Nun wurde er es also doch: Am Samstag Abend, den o4. April stand anlässlich des Jubiläumsgipfels der NATO in Strasbourg fest, dass der aktuelle dänische Premierminister zum NATO-Generalsekretär wird. Wenn der ausscheidende derzeitige Generalsekretär, der Niederländer Jaap de Hoop Scheffer, am 31. Juli dieses Jahres sein Mandat beendet, dann wird der Däne seine Nachfolge antreten. Die Kandidatur des 56jährigen wurde sicherlich dadurch begünstigt, dass die Armee seines Landes von Kopf bis Fub mit US-Militärmaterial ausgerüstet ist, und dass Dänemark als wichtiges Einfallstor für US-Rüstungsfirmen auf den europäischen Markt gilt. (Vgl. http://cozop.com/) Rasmussen gilt als Intimus des ausgeschiedenen US-Präsidenten Bush, als Freund auch des französischen Staatschefs Nicolas „Speedy“ Sarkozy sowie als Unterstützer der israelischen Militär- und Siedlungspolitik. Dänemark hat derzeit 700 Soldaten auf dem Kriegsschauplatz Irak stationiert. 

Diese Personalentscheidung ist nicht ohne Brisanz. Denn der dänische Premierminister, der künftig das „westliche Militärbündnis“ – das dereinst (1949) als „Abwehr“bündnis gegen den sowjetischen Block gegründet wurde, und seit dessen Ableben 1989/1990 vor allem gegen den globalen Süden orientiert ist (1) – repräsentiert, ist ein ausgeprägter Rassistenfreund.
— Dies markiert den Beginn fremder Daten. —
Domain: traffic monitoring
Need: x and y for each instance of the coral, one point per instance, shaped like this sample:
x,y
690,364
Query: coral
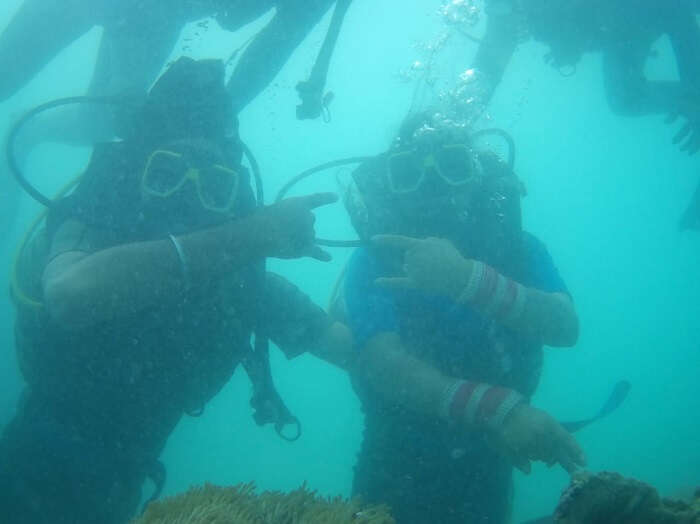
x,y
611,498
241,505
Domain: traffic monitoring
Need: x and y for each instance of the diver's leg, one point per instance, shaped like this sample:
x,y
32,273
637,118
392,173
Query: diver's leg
x,y
49,474
272,47
628,91
36,33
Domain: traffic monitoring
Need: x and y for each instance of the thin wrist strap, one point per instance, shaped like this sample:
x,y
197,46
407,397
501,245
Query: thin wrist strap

Nicht unbedingt auf der Ebene seiner persönlichen Empfindungen (die soweit unbekannt sind), wohl aber in jedem Falle auf der Ebene seiner politischen Allianzen. 
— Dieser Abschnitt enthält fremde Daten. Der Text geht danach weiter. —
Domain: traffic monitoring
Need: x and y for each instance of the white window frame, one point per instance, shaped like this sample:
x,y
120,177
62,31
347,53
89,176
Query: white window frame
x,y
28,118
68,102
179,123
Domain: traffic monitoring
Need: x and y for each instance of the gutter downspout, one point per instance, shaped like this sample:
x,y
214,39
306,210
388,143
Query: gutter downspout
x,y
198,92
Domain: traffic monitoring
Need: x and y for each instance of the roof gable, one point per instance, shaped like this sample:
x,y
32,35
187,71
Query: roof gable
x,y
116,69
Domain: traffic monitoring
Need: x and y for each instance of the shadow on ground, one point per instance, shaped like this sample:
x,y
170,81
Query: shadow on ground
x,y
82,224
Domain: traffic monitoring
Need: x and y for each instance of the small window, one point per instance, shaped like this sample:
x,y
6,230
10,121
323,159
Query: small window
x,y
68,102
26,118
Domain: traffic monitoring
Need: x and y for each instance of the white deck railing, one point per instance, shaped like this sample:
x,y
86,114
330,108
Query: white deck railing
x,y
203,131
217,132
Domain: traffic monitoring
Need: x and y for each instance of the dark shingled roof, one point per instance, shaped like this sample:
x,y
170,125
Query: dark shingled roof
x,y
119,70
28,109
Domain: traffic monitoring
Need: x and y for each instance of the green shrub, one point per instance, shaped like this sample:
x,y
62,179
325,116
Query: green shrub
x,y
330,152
Seit November 2001, als die „rechtspopulistische“ bis rechtsextreme Dansk Folkeparti (DFP, „Dänische Volkspartei“) mit 12 Prozent der Wählerstimmen erstmals ein stattliches Ergebnis erhielt, regiert der „Liberale“ Anders Fogh Rasmussen in Kopenhagen mit Hilfe dieser Partei. Die DFP unter Pia Kjaersgaard wurde 1995 als Abspaltung von der Fremskridtspartiet (Frp, „Fortschrittspartei“) des Mogens Glistrup gegründet. Die Frp, die 1972 entstand und bei den Parlamentswahlen von 1973 aus dem Stand ein hohes Wahlergebnis (15,9 %) erzielte, trat von Anfang an gegen den dänischen Sozialstaat und gegen dessen „Geldverschwendung an allen Stellen“ auf. Ein wichtiges Unterthema war dabei schon früh die Hetze gegen Einwanderer, die den dänischen Staat angeblich „überall Geld kosteten“. Aber die Partei hatte zugleich ein „ultraliberales“ (marktradikales, extrem wirtschaftsliberales) Profil.  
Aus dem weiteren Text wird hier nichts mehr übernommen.